Once existent only on society’s cultural fringe, drag artists and performers are now highly sought after by a growing number of big corporations and brands, and by local venues to host trivia and bingo nights as well as perform their own shows.
Hannah Conda, aka Chris Collins, is among Sydney’s most prolific drag queens. She’s amassed an impressive collection of awards and stage performances (for the Drag Race fans, she opened for Bianca Del Rio on her Australian tour) and can be found across local venues like The Carrington where she hosts trivia every Tuesday.
According to Hannah, Drag Race can be attributed to drag’s recent surge in popularity. But the glossy television portrayal of drag queens in the show has left some fans with inaccurate preconceptions of what the art form is all about.
Sydney drag queens hold themselves to an incredibly high standard of production and performance, often on a shoestring budget.
“We’ve had massive crowds of people that come to the gender bender bingos and trivias and they just adore us, they become friends with us. They realise that behind the crazy make up is just another human.”Hannah Conda
“People often get confused by what we do because it isn’t what they’ve seen on Drag Race. “I’ve always said it’s exactly how a builder must feel about a show like The Block – people watch what you do for a living on a reality TV show and suddenly they’re an expert.”
What the couch critics might not realise is that the definition of drag is unique to each performer and artist, and the style of drag will differ with each venue. “Oxford Street drag is very show-girly whereas you get to the Imperial or Newtown Hotel and it goes into a more queer art scene, drag kings – performers that don’t fit into that mainstream style of drag,” said Hannah.
With marriage equality and the increased presence of GLBTQI+ groups in mass media, people who may not have engaged with this community before are now exploring this ever-growing facet of Sydney life. “We’ve had massive crowds of people that come to the gender bender bingos and trivias and they just adore us, they become friends with us,” said Hannah. “They realise that behind the crazy make up is just another human.”

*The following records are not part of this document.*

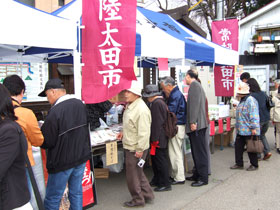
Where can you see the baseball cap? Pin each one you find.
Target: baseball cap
(52, 84)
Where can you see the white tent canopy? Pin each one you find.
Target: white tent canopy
(156, 42)
(23, 25)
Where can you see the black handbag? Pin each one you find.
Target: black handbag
(254, 145)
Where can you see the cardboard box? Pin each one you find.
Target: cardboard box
(228, 137)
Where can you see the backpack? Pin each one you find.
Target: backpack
(170, 126)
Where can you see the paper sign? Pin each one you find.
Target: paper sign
(111, 153)
(212, 128)
(163, 64)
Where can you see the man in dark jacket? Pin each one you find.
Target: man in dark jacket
(177, 104)
(196, 128)
(67, 143)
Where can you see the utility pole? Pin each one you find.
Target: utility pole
(220, 16)
(278, 61)
(220, 10)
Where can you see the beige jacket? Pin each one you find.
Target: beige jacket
(275, 111)
(136, 126)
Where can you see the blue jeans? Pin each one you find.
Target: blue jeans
(56, 187)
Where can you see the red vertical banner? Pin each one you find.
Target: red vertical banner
(228, 123)
(108, 48)
(224, 80)
(212, 128)
(225, 33)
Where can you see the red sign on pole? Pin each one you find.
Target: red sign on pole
(108, 48)
(224, 80)
(225, 33)
(87, 183)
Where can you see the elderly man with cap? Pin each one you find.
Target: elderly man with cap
(158, 139)
(247, 125)
(135, 138)
(67, 143)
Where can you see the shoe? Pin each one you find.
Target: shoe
(149, 201)
(252, 168)
(191, 178)
(177, 182)
(131, 204)
(267, 156)
(162, 189)
(198, 183)
(236, 167)
(153, 184)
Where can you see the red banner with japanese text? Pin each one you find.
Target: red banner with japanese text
(224, 80)
(225, 33)
(89, 197)
(108, 48)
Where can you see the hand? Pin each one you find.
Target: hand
(193, 126)
(119, 136)
(138, 154)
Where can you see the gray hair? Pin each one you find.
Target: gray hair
(277, 81)
(167, 81)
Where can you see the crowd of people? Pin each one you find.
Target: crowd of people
(65, 136)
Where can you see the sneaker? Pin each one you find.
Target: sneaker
(267, 156)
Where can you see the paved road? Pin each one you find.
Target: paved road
(227, 189)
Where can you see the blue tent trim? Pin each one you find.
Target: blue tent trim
(193, 50)
(41, 50)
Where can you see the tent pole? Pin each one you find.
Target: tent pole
(77, 74)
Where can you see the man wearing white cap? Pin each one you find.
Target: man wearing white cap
(135, 138)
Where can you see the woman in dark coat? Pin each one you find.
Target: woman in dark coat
(261, 97)
(158, 139)
(14, 191)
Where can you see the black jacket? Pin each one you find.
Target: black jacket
(13, 183)
(159, 116)
(261, 97)
(66, 136)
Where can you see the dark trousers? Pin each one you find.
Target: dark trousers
(199, 153)
(160, 167)
(137, 183)
(240, 143)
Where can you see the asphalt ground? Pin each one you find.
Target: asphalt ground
(227, 189)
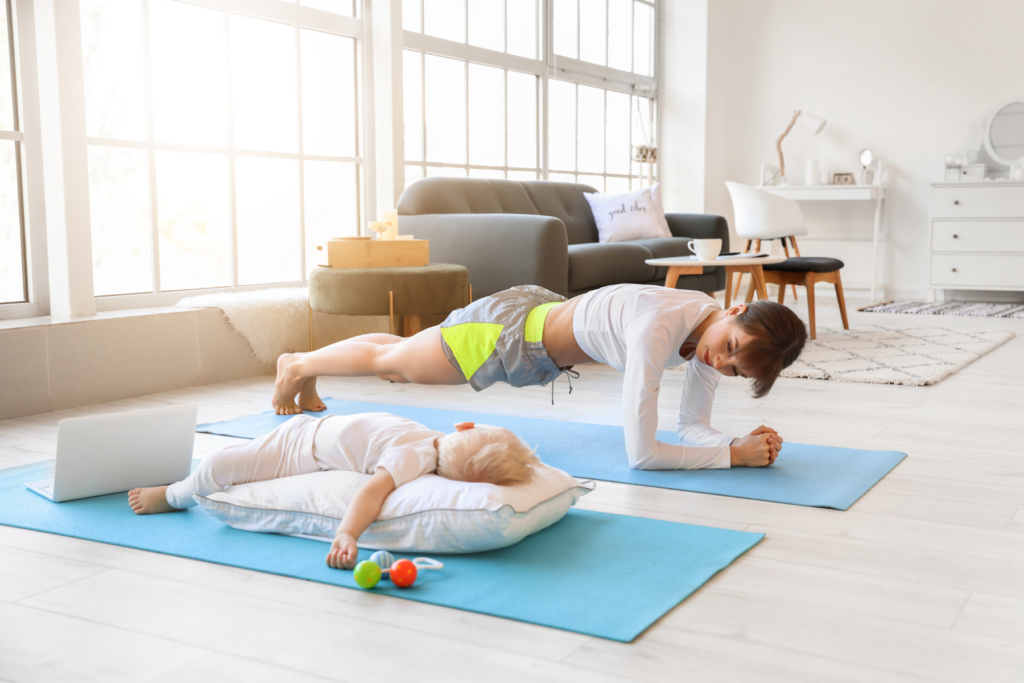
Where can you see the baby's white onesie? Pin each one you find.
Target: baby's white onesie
(304, 444)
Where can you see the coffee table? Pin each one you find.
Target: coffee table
(690, 265)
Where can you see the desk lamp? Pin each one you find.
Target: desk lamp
(809, 121)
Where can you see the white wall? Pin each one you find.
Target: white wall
(911, 79)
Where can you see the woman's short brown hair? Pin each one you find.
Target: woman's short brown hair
(778, 337)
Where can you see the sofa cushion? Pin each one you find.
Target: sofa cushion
(565, 202)
(465, 196)
(610, 263)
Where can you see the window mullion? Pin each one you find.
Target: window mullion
(230, 150)
(151, 145)
(17, 152)
(302, 183)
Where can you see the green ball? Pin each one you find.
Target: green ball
(367, 573)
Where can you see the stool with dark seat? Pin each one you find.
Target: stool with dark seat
(806, 270)
(408, 292)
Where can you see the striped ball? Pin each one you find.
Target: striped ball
(383, 558)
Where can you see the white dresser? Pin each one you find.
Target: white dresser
(977, 237)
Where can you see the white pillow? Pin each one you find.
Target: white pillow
(430, 514)
(631, 216)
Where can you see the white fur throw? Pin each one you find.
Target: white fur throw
(273, 322)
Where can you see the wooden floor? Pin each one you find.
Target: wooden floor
(922, 580)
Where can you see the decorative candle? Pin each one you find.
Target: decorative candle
(390, 217)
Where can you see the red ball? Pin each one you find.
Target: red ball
(402, 573)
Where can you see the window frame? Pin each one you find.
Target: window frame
(548, 67)
(380, 179)
(28, 306)
(298, 17)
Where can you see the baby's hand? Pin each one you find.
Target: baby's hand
(343, 553)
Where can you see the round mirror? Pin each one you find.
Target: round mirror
(1005, 133)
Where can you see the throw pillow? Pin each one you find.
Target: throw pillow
(635, 215)
(430, 514)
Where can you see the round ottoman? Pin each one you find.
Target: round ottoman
(406, 292)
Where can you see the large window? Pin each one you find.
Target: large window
(13, 261)
(224, 139)
(526, 89)
(221, 160)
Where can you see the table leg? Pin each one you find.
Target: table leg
(310, 326)
(672, 276)
(809, 286)
(875, 246)
(759, 282)
(410, 326)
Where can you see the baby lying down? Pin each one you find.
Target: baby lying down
(393, 450)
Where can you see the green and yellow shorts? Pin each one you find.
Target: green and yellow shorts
(500, 338)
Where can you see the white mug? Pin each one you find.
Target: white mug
(707, 250)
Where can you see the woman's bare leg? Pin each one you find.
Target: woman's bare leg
(419, 359)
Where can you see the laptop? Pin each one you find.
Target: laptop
(110, 454)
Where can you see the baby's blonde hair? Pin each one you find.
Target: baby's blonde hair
(486, 454)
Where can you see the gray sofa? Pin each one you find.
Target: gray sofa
(511, 232)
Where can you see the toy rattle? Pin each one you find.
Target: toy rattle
(402, 572)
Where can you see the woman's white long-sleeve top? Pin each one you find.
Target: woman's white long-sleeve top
(639, 330)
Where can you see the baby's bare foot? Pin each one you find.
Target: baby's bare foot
(308, 398)
(287, 385)
(150, 501)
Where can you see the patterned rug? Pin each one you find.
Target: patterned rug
(949, 308)
(878, 354)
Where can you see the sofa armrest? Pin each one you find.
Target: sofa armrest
(699, 226)
(500, 250)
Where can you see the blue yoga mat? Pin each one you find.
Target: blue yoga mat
(813, 475)
(592, 572)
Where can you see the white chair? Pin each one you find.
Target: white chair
(760, 215)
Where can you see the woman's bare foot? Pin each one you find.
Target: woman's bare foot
(308, 398)
(287, 385)
(150, 501)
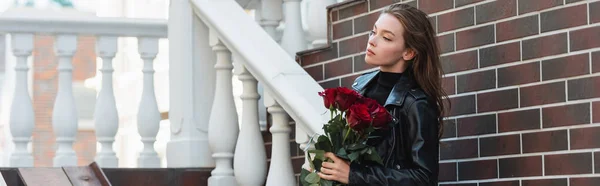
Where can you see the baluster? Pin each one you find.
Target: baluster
(293, 35)
(223, 126)
(250, 157)
(148, 115)
(64, 115)
(21, 111)
(280, 171)
(105, 114)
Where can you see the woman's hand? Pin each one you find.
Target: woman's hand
(336, 171)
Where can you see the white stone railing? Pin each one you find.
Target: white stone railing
(23, 25)
(289, 90)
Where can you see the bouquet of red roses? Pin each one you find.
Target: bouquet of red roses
(353, 118)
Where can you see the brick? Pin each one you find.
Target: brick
(365, 22)
(475, 37)
(594, 12)
(476, 81)
(449, 128)
(353, 45)
(500, 145)
(338, 68)
(353, 10)
(459, 149)
(563, 18)
(543, 94)
(545, 182)
(343, 29)
(575, 114)
(448, 83)
(477, 170)
(545, 141)
(495, 10)
(561, 164)
(519, 120)
(447, 172)
(476, 125)
(585, 138)
(330, 84)
(584, 88)
(585, 38)
(518, 75)
(315, 72)
(520, 167)
(459, 3)
(456, 19)
(585, 181)
(536, 5)
(565, 67)
(498, 100)
(517, 28)
(461, 105)
(595, 62)
(319, 56)
(500, 183)
(501, 54)
(544, 46)
(446, 43)
(459, 62)
(360, 64)
(432, 6)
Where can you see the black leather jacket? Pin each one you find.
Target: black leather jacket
(410, 149)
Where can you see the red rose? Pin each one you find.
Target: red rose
(345, 98)
(358, 117)
(329, 97)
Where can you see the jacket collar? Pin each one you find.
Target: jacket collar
(399, 91)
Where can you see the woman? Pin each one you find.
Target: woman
(408, 83)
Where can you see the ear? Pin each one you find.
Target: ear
(409, 54)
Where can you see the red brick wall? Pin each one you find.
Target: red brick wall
(45, 79)
(522, 77)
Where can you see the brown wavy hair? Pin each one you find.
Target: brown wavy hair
(419, 36)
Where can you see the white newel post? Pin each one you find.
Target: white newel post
(223, 126)
(106, 118)
(293, 35)
(64, 115)
(21, 111)
(250, 157)
(191, 88)
(280, 171)
(148, 117)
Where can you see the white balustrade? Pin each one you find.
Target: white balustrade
(148, 117)
(21, 111)
(105, 114)
(223, 124)
(250, 157)
(64, 114)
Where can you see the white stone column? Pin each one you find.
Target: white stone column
(22, 118)
(106, 117)
(223, 126)
(250, 164)
(64, 115)
(293, 39)
(148, 117)
(280, 171)
(191, 88)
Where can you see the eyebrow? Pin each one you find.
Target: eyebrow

Drag Race has undoubtedly changed the industry on a global level – people can see the individuality of each queen through reality TV, and get the chance to relate to them in a way that hasn’t been possible before.
“We have been and will continue to be a mouthpiece for the GLBTQI+ community,” said Hannah. Drag now acts as an important tool for dialogue and education across communities. Plus, you’ll be hard pressed to find a more talented and innovative group of artists.
Where to catch Sydney’s best drag shows:
- Newtown Hotel: Catch Hannah and friends Minnie Cooper and Tora Hymen perform two shows every Friday night.
- The Oxford Hotel: On Wednesdays from 10pm the venue holds Slay 4 Pay, its own drag comp hosted by Charisma Belle and Carmen Geddit. On Saturdays you can catch a bigger drag show.
- The Imperial Hotel: you’ll find queens at the Impy every night at Drag N Dine, and performing on Friday and Saturday nights. The Impy also hosts the monthly Heaps Gay and Honcho Disko parties.
- Secret Garden Bar – Canned Fruit: Wednesdays from 7pm in Enmore.
- Knox Street Bar – The Oyster Club: Held on the second Thursday of every month, this sell out show features avant-garde queer performance.
- Stonewall: This Oxford Street institution features live drag performances seven nights a week.
- Arq: You can catch drag shows at Arq from Thursday to Sunday.
- The Colombian: Travesty Supreme live show every Friday night from 9pm, and Trans Glamore, a celebration of trans performers held on the first Thursday of every month.